Elle soupire et penche la tête sur le côté. Derrière elle, la danse du fouet d’énergie s’est apaisée, désormais, les falaises du Palais sont aussi ternes que le reste du paysage.
Marion répond :
« Elle pousse plus vite qu’elle ne mûrit.
— Elle ne jurerait pas au Conseil, on a vu des décideurs plus déconnectés.
— Mais aucun de moins de vingt ans, qui n’a grandi que derrière les murs d’un Palais, assène Marion en durcissant le ton, et la perspective de laisser la fille venir aux côtés de la mère, quoi de mieux pour fragiliser le crédit du Conseil ? »
Amel ne répond pas. Il se détourne vers le maelstrom, se retenant de dire qu’il n’y a aucune structure crédible dans cette époque. Le Conseil ne vacille pas dans le vent, il est emporté avec. Toutes les certitudes civilisationnelles sont baladées dans la tempête, mais le bas l’ignore, ou consent au jeu de dupe en sachant que rien ne peut s’organiser quand ni la terre, ni le vent, ni le ciel ne veulent de la vie.
Il a été chargé d’organiser la ruine et l’agonie du Royaume, pas son renouveau. Et la maladie ne vient que confirmer que son temps est probablement ce qui reste à l’Histoire de sa civilisation.
Amel n’a rien à ajouter. Si ce n’est :
« Allons nous concerter, alors. »
Lorsqu’il fait volte-face et se dirige vers les escaliers menant à l’intérieur des remparts, Marion regarde encore l’horizon masqué.

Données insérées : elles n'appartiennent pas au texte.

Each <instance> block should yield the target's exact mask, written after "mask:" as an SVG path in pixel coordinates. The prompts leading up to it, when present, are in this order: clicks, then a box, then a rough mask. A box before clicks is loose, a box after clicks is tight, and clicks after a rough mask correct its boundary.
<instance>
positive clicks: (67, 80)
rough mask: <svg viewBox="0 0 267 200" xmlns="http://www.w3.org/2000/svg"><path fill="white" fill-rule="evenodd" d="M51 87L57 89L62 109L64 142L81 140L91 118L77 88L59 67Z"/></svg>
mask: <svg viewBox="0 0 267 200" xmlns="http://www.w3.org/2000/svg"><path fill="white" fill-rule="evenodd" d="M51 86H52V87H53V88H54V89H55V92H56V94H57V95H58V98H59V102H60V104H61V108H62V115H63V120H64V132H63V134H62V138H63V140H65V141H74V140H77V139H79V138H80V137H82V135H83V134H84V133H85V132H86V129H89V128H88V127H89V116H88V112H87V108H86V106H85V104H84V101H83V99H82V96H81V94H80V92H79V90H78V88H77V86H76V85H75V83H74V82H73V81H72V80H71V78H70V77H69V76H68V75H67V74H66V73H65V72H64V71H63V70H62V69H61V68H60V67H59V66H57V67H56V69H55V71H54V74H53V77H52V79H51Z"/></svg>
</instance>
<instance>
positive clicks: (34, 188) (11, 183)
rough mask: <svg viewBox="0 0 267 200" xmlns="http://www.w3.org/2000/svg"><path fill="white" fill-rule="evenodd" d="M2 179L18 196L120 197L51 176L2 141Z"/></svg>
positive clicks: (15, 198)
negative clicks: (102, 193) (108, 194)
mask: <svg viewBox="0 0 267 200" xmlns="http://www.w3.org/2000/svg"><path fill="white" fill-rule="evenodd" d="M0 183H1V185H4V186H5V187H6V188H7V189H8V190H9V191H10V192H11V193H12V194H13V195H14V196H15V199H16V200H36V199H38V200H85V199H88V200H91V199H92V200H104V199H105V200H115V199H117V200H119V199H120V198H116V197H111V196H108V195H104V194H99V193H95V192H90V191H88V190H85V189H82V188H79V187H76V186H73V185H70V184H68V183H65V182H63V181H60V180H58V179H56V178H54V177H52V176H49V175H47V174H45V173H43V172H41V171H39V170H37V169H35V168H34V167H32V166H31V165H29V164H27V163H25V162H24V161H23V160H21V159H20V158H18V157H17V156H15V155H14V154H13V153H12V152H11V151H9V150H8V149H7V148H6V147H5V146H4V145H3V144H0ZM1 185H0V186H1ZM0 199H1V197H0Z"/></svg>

Elle sent dans l’atmosphère une tension. Une tension familière. Un vent contraire et froid. Elle baisse son regard sur son avant-bras découvert, et découvre les poils de son bras, dressés comme des aiguilles, ses pores dilatés.
Lorsqu’elle lève la tête, son regard est comme aspiré par la direction où elle a contemplé les éclairs d’énergie.
Son cœur ne ralentit pas, même lorsqu’elle s’enfouit dans les remparts à la poursuite du Praedicator.